T.Takahashi JE6LVE/JP3AEL さんのコメント...

おはようございます。

もう136Khz用送信機を作られたのかと思いました。Hi

私もAVRマイコンで発振やレールtoレールのオペアンプを使うなど色々妄想しています。HiHi
発振部分はともかく、増幅するには低い周波数ならではの難しさがあるのですね。

移動局ですと50Wしか許可されないそうですのでEIRP1W出すのは大変そうです。

TTT/hiro さんのコメント...

JE6LVE 高橋さん、こんばんは。

コメントどうも有難うございます。
> もう136Khz用送信機を作られたのかと・・・
バラックの実験回路なら簡単そうですが板金加工を伴う製作になるとそう簡単には行きそうにありません。

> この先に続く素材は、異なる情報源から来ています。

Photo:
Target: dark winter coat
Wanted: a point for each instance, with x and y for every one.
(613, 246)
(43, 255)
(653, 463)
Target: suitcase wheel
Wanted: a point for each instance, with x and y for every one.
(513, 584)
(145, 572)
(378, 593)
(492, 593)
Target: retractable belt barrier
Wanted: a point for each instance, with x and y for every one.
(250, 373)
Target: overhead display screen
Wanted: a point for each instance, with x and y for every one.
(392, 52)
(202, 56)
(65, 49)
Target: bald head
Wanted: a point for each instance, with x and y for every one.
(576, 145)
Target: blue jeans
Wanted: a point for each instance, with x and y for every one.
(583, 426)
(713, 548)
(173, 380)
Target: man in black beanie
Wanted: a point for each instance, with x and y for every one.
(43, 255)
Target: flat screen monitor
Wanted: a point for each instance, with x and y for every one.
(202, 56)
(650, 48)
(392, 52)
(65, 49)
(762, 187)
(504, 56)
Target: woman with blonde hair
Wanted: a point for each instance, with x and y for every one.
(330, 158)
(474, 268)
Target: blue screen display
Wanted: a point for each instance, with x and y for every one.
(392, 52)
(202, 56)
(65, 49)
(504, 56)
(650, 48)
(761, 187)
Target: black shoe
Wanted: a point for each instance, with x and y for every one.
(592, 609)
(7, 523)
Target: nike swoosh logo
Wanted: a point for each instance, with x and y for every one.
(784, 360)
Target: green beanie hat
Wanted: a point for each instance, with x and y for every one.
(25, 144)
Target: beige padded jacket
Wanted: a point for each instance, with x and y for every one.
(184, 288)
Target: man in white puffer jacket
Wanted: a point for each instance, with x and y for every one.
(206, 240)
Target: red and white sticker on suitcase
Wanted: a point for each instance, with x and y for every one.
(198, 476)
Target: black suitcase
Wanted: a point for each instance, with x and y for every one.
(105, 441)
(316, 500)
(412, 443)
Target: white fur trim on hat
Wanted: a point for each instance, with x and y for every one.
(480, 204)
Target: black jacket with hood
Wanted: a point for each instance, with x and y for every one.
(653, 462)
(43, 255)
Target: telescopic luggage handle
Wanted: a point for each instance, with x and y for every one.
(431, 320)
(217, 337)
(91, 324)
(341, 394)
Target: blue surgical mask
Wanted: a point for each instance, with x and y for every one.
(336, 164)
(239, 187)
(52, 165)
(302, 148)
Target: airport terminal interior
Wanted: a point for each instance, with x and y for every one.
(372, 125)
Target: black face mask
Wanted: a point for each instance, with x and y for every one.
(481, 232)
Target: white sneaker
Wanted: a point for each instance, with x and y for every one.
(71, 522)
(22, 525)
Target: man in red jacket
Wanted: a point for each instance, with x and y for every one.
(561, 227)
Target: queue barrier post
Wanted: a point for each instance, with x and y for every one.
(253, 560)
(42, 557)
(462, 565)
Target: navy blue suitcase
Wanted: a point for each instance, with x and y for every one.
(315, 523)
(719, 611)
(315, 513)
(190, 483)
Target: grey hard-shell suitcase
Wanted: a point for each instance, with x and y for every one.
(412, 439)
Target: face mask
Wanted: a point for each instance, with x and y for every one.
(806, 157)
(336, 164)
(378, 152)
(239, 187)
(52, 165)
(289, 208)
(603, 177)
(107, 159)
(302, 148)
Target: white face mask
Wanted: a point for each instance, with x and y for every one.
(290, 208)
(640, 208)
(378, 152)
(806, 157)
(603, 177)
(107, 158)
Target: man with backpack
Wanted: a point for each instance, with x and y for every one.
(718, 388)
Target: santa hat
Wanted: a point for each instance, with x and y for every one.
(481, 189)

(笑)

> 色々妄想しています
バンド幅も狭いし、周波数もたいへん低いので発生する方法は色々あるだろうと思います。 クリスタルだと、大きなHC-13/Uになると思いますが、今どき磨いてくれる所はあるのでしょうか? アマチュア相手の所なら製作してくれるかも・・・。 狭いバンドとは言え、一波では寂しいので2〜3波の水晶を作ってもらうと言うのが一番簡単かも知れません。 もっとも、秋月のDDSの方がずっと安価でしょうけれど。(笑)

> 移動局ですと50Wしか許可されないそうです・・・
固定でハイパワー送信機+大きなアンテナと言うスタイルが普通だと思いますがアパマンハムには移動運用も魅力でしょうね。 ただ、移動局だとアンテナがどうなるか・・・受信は良いとしても、送信機がPo=50Wに抑えられると、EIRP=1Wはかなり苦労しそうです。(笑)

cosy さんのコメント...

hiroさん,LVEさん,こんばんは

f特のいいオーディオプリメインアンプをそのまま使うってのもありかと(笑)
#何か間違っているような気も...(^^;

JJ3CMV 酒井 さんのコメント...

こんばんは。

>この送信機は1500kHzでSSBを発生させ、それを長波帯に周波数変換している。

これって、潜水艦の送信機ですか? (笑)

私の場合、FBな移動地を見つけ、そこに大きなアンテナを展開する方法があっているかもしれません。VLFはとても楽しいテーマですね。

 地震が近づくと、DXQSOができたりして・・・

TTT/hiro さんのコメント...

JH5ESM 武藤さん、こんばんは。

コメント有難うございます。
> f特のいいオーディオプリメインアンプを・・・・
まったくそのままではないようでしたが、多少改造して使う例を見た事があります。 今どきのAudio Ampはf特が良いですからねえ。位相補償を控え目にすれば楽勝でしょう。(笑)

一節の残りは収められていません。